Is your question also meant to address the batch transform?

Grant

Thanks for the feedback everyone!

It seems that, to satisfy every use case, there should be 3 ways to specify a the window length of transform (either iterative or batch):

  1. passed trade-time (option I described at length at the top)
  2. number of bars (e.g. give me 10 minutes worth of data -> leads to constant window length irrespective of liquidity)
  3. pass absolute-time (this is in response to Grant, but I think this is lowest on the list as knuckledragger pointed out).

It might not be too hard to actually implement that now that I have a clear sight of what needs to be done.

Hello Thomas,

If I understand "1. passed trade-time" correctly, basically, you want to grab all of the tics available in the database for a specified trailing window of total "trading time" for a given security. However, given the Quantopian backtest tic-only data set, you have no way of knowing if the market was open during a given calendar minute for a specified security. Have you considered adding a boolean "market open" flag to the database? For every calendar minute (24/7/365) for every security, you'd indicate if the market was open. Does your vendor supply such data?

Regarding "2. number of bars," I suggest in the code, it should be explicit that the trailing window is in bars (i.e. "give me 10 bars worth of data" not "give me 10 minutes worth of data"). Then, there will be no confusion regarding trading versus calendar time, and it'll work under both the daily and minutely backtester modes.

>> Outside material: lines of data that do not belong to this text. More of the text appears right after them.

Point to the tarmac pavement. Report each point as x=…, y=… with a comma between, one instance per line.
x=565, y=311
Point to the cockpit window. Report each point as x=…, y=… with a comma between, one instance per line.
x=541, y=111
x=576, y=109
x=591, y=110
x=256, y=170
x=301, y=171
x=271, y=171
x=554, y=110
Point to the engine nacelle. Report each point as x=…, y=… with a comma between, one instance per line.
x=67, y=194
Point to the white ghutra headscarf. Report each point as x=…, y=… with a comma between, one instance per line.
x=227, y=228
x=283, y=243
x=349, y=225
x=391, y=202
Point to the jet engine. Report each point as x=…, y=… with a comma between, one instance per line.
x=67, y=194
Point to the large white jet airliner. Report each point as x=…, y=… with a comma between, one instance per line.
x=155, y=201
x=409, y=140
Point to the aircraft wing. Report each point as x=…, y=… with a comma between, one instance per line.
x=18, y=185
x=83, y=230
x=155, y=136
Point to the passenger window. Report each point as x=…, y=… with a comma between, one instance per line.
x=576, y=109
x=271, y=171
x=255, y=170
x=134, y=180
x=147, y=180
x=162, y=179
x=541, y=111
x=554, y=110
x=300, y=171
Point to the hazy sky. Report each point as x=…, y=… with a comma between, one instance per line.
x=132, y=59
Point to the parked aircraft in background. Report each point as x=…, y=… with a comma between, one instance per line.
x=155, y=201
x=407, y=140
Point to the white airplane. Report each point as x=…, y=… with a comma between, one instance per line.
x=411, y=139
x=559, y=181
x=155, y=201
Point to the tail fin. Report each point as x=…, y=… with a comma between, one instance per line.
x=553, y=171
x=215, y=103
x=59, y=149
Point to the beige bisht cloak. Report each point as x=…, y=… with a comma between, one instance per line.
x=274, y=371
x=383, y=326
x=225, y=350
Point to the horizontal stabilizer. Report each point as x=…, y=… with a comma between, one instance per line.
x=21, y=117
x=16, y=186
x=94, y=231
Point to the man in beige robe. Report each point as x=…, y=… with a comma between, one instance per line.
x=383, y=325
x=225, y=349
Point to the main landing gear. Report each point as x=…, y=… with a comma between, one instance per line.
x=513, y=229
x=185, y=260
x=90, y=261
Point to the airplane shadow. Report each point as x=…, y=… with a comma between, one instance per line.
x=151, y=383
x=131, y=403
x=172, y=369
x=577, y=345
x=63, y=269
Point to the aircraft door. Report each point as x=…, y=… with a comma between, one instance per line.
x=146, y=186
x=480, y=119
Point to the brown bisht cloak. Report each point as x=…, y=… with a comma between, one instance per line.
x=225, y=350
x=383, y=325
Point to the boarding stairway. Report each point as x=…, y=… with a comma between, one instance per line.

Also, regarding "2. number of bars" and the batch transform, presumably both the bar data and their associated datetime stamps will be available, correct?

Regarding the batch transform, how is your work coming along to make it more efficient? And when do you expect to fix the problem with "filling holes" in the data, as described on the help page? I think that as a basic functionality of the Quantopian backtester, one needs to be able to get at the raw data efficiently to apply custom analyses. My recent thinking has been to avoid using any canned transforms provided by Quantopian and just write my own via the batch transform. This way, I know what's going on "under the hood" and I can customize the code (e.g. a weighted moving average).

Regarding "3. pass absolute-time" I wouldn't worry about this one. It is covered under "2. number of bars," since with access to the datetime stamps via the batch transform, a member can incorporate calendar (absolute) time into analyses, if necessary.

Cheers,

Grant

I agree with Grant that absolute time does matter depending on the use case, and it must be possible to access the timestamps inclusive. The majority of people will just be looking for the trade-time idea though.

Parameter names are important. For minutely data a 200 day average is bars=78000 but the same algo run with daily data it becomes a 300 year average. But unfortunately mavg(mins=20) doesn't make any sense with daily data either.

You could make it illegal to call mavg(mins=20) for daily data, but as of yet (?) there is no way to query the environment for the backtest frequency, so you end up coding specifically for daily or specifically for minutely.

I've been scratching my head a bit on how to handle spectral analysis of market data (e.g. FFT, cross-correlation, etc.). In this case, it seems that the datetime stamp is critical, right? Unless confined to intraday data, one has to deal with bursts of time series data. Rather than hack together some analysis, there should be a systematic way of addressing the burstiness--is there any precedent in the quantitative trading world?

Datetime stamp is critical for other analysis as well, like psychological ones. E.g. anything looking at time-of-day / time-of-year effects.

as for FFT and cross-correlation... not a clue! but I did ponder the idea of putting 200 day's worth of volume data into a 2D "image" (matrix), fill any gaps with the average, and then run a FFT on it and select the most prominent signals. Unfortunately I don't have the time for such things.